There is no rigid formula for the mentor partnerships. Typically, the matches are intended to last for two years, and the attorneys are told they should try to spend five hours a month with their parolees.

The attorneys often help their partners with simple workaday skills the parolees may never have learned, such as how to balance a checkbook or write a resume.

The partners also talk on the phone, share lunches, go to ballgames or--in the case of John and Buley--meet for weekend basketball games and life talks.

“We realized we had so much in common,” said Buley, 31, a business law attorney in Newport Beach. “The difference was I grew up in a real strong family that picked me up and dusted me off when I messed up. He’d fall down, and there was no one to pick him up.”

Advertisement

Another business litigation attorney, William Grenner, has spent two years with a parolee who has grappled with the economic challenges facing ex-convicts.

“That’s the thing that really stands out, the challenge these guys face when they try to find honest work,” Grenner, 31, said. “When they are able to work at a better wage, there’s always this specter of them being found out and fired.”
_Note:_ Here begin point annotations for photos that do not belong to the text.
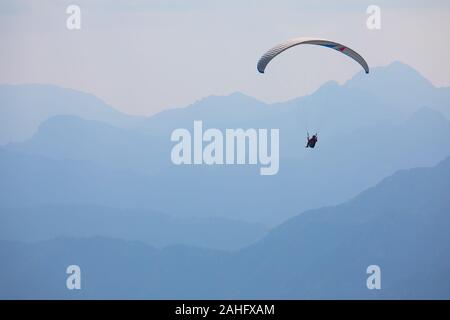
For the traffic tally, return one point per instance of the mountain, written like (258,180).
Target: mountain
(402,86)
(70,137)
(39,223)
(132,170)
(24,107)
(401,225)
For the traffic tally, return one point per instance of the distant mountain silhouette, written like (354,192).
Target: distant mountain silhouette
(402,225)
(24,107)
(133,169)
(39,223)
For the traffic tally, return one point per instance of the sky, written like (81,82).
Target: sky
(143,57)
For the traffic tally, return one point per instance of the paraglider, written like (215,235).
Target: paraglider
(275,51)
(311,142)
(272,53)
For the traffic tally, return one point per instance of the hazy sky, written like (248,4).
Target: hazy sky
(145,56)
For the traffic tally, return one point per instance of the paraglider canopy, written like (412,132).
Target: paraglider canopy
(272,53)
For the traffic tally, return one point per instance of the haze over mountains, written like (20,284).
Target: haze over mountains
(368,129)
(78,168)
(401,224)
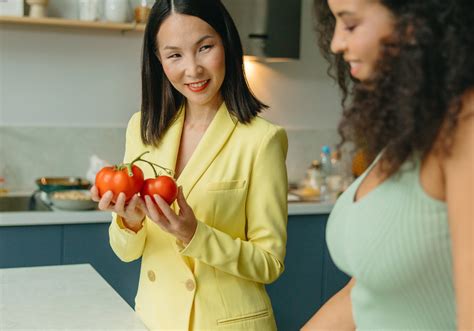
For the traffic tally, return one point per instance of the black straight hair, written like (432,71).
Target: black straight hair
(160,100)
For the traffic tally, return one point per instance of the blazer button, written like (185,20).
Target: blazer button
(190,286)
(151,275)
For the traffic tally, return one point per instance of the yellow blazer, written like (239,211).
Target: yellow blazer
(236,183)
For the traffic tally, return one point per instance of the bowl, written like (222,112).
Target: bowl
(72,200)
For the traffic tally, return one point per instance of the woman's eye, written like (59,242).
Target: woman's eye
(350,28)
(205,48)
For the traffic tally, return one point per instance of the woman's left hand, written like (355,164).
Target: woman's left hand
(181,226)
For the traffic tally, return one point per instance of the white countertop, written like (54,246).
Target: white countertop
(83,217)
(62,297)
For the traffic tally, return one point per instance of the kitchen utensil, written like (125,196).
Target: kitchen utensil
(50,184)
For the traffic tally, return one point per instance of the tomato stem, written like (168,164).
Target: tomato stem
(153,165)
(129,168)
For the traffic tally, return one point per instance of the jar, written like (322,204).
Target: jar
(116,10)
(89,10)
(141,12)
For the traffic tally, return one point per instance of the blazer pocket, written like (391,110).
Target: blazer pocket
(243,318)
(227,185)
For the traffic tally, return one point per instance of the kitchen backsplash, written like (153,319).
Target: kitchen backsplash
(60,151)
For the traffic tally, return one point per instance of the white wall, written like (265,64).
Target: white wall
(57,78)
(63,77)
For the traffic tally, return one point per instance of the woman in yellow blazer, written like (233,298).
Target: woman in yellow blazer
(205,258)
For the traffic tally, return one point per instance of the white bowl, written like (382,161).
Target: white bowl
(72,200)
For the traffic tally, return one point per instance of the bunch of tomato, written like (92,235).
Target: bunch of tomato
(128,178)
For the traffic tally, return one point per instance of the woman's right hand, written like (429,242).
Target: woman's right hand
(132,214)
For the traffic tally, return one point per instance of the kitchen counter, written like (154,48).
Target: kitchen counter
(83,217)
(62,297)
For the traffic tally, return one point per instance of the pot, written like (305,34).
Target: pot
(51,184)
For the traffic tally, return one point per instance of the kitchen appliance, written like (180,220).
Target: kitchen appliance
(269,29)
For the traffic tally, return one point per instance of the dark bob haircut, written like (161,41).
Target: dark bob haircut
(412,104)
(160,100)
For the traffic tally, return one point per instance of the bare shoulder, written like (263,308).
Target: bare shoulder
(463,137)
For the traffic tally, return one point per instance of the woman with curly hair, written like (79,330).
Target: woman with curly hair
(404,230)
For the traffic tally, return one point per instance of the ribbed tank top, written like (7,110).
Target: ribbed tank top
(395,242)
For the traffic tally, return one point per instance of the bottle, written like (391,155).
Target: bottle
(326,170)
(335,178)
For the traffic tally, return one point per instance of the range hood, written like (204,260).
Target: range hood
(269,29)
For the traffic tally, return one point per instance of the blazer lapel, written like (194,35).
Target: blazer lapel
(167,152)
(211,143)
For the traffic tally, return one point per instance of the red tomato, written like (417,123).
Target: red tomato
(117,179)
(164,186)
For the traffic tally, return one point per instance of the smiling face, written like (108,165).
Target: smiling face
(360,27)
(193,58)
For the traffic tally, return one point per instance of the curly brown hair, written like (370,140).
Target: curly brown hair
(425,68)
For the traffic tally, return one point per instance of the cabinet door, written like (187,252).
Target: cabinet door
(89,243)
(298,292)
(28,246)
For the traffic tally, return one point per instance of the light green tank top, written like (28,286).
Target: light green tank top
(395,242)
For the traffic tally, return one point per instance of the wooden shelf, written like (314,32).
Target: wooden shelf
(67,23)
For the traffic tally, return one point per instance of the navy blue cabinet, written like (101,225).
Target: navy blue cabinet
(26,246)
(310,277)
(89,243)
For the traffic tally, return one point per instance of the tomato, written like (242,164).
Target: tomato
(164,186)
(117,179)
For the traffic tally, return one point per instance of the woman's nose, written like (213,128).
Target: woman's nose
(338,42)
(194,68)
Six weeks ago, Grenner’s partner was arrested on drug possession charges, which landed the 52-year-old back in a cell. The partner used his lone jailhouse phone call to contact Grenner--not for bail, not for an attorney, just to say he was sorry.

Grenner is still in close contact with his partner, and the parolee’s lapse has not tainted the attorney’s view of VIP.

“It was devastating,” Grenner said, “But it’s not the end. Just another setback. . . . My life is forever enriched by the experience of the past two years. And it teaches you that you take a lot of things for granted in your own life.”

Many of the 10,000 attorneys who work in Orange County could find similar insights if they joined VIP, Grenner said. But, even more important, he said, they could put themselves in position to help people facing a crossroads.

Advertisement

“At the time they are paroled, their self-esteem is at the absolute lowest,” Grenner said. “They’ve got no friends, their family distrusts them, their spouse has probably left them--their VIP match might be their only friend in the world. And they need that friend.”